The power forward game is something Ritchie has proven he can do well, and it’s those kinds of players, if they work hard enough, that can fit well in Maurice’s systems.
“We're a very strong forechecking team, and he needs to find a place in that,” Maurice said of Ritchie. “We believe he can, it was part of the invite reasons. We had liked him over the years as a player we would consider bringing in and we had the opportunity this year. We do believe, with his hands, he moves well for a big man, he is heavy, but he can add to our forecheck and be a part of it and excel in at it.”
Beyond the on-ice attributes, there was more to signing with the Panthers that appealed to Ritchie.
One of his best friends in the NHL plays in Florida, as well as a few former teammates from in the NHL and during his junior days.
By all indications, it appears Ritchie and the Panthers were a match that was meant to be made.
“I know quite a few of the guys on the team already, whether I played with them before, grew up with them, or a lot of them are the same age as me, so I grew up playing against them,” Ritchie explained. “So I just felt like there's a familiar sort of atmosphere.”
Ritchie and Panthers winger Carter Verhaeghe go back quite a ways, to when they shared the ice with the OHL’s Niagara IceDogs in 2012.
The two Ontario natives have always kept in touch and still find time to hang out during the offseason.
Ritchie’s Florida connections don’t stop there.
He played U16 hockey with Evan Rodrigues in the Greater Toronto Hockey League for the Toronto Marlboros and played against Nick Cousins quite a bit, as the two are both from the same area and are only two weeks apart in age.
He’s also good friends with former Calgary teammates Sam Bennett and Matthew Tkachuk, so needless to say, there were plenty of ears for him to bend about whether Florida would be a good place to continue his career.
“There's honestly a lot of guys I've either met or know really well on the team, so I was able to reach out to a few of them and get a feel for what was going on,” Ritchie said.
During those conversations, one of the topics that came up was Maurice and what it was like playing for him last season in Florida.
That information, combined with what he already knew from playing nine of his 10 NHL seasons in the Western Conference, had Ritchie feeling good about the idea of playing for Maurice.
“I played against him a lot when he was in Winnipeg.

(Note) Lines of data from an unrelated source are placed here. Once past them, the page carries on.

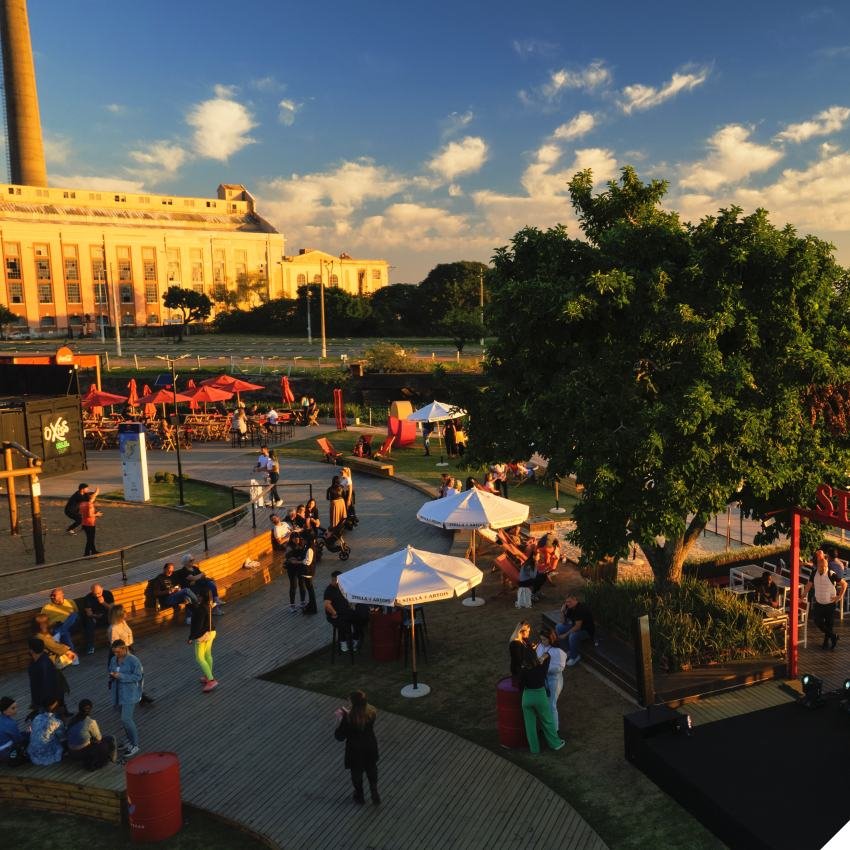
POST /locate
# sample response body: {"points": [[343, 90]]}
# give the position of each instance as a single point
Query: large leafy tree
{"points": [[193, 306], [673, 368]]}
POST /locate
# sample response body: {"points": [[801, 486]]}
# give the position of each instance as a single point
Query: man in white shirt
{"points": [[829, 591]]}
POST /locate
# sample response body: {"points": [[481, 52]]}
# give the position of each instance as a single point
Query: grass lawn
{"points": [[411, 461], [31, 830], [467, 655], [202, 498]]}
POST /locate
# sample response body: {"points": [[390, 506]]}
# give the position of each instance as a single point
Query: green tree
{"points": [[193, 306], [7, 317], [462, 324], [446, 287], [673, 368]]}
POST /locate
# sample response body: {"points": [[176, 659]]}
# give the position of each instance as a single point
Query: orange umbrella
{"points": [[150, 409], [193, 404]]}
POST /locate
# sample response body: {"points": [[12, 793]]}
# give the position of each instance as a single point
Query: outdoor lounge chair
{"points": [[331, 454]]}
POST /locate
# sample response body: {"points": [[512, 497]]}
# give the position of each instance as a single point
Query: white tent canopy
{"points": [[436, 411], [473, 509], [409, 577]]}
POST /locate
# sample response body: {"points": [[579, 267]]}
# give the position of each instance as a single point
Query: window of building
{"points": [[149, 264], [173, 259], [196, 258], [218, 266], [42, 262], [125, 267]]}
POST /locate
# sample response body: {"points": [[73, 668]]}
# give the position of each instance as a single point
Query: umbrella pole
{"points": [[414, 690], [473, 601]]}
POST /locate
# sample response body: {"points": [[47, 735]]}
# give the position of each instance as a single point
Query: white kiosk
{"points": [[134, 461]]}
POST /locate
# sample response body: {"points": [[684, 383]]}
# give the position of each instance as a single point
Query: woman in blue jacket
{"points": [[126, 680]]}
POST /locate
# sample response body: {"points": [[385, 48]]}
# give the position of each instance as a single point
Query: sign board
{"points": [[134, 461]]}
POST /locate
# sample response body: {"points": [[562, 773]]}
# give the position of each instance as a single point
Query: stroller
{"points": [[334, 541]]}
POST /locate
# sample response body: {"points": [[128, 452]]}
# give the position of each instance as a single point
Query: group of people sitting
{"points": [[47, 739]]}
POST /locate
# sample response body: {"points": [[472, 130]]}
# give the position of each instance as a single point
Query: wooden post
{"points": [[643, 661], [35, 498], [795, 595], [13, 499]]}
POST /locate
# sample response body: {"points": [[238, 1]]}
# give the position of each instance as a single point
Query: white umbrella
{"points": [[473, 509], [409, 577], [437, 411]]}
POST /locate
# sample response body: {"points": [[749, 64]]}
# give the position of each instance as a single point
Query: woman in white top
{"points": [[557, 661]]}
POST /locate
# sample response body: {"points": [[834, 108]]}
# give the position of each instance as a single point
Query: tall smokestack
{"points": [[26, 150]]}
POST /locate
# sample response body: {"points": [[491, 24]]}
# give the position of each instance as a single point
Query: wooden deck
{"points": [[263, 754]]}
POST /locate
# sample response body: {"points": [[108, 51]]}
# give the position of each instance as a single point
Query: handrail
{"points": [[118, 558]]}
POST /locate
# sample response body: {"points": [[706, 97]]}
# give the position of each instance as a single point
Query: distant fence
{"points": [[195, 537]]}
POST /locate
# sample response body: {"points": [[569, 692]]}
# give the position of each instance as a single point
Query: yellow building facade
{"points": [[355, 276]]}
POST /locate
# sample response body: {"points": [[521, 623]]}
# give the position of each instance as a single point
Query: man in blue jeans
{"points": [[578, 625]]}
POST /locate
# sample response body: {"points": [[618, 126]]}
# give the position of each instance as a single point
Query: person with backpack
{"points": [[72, 508]]}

I played in Calgary and in Dallas, so same division, and I got to see a lot of his style of teams and felt like I had a pretty good feel of what he was all about,” Ritchie said.
The only question that remains is what will it take for Ritchie to turn his PTO contract into one that lasts the full NHL season?
“The exhibition games are critical for him,” said Maurice. “We've got four or five players on the ice right now that physicality and edge is a big part of their game, which is difficult to show in the first four or five days of camp because I don't want them really taking somebody heavy into the boards to show the fact, I know he can hit, I know he will hit. The exhibition games are just (about the players) defining themselves.”
Florida’s first preseason games are on Monday when they’ll host the Nashville Predators for a split-squad doubleheader at Amerant Bank Arena. Ritchie will play in one of those games, and probably one or both of the Panthers home-and-home with the Carolina Hurricanes the following Wednesday and Friday.
Ritchie will be one for us to keep an eye on.
Fortunately, he won’t be hard to spot when on the ice.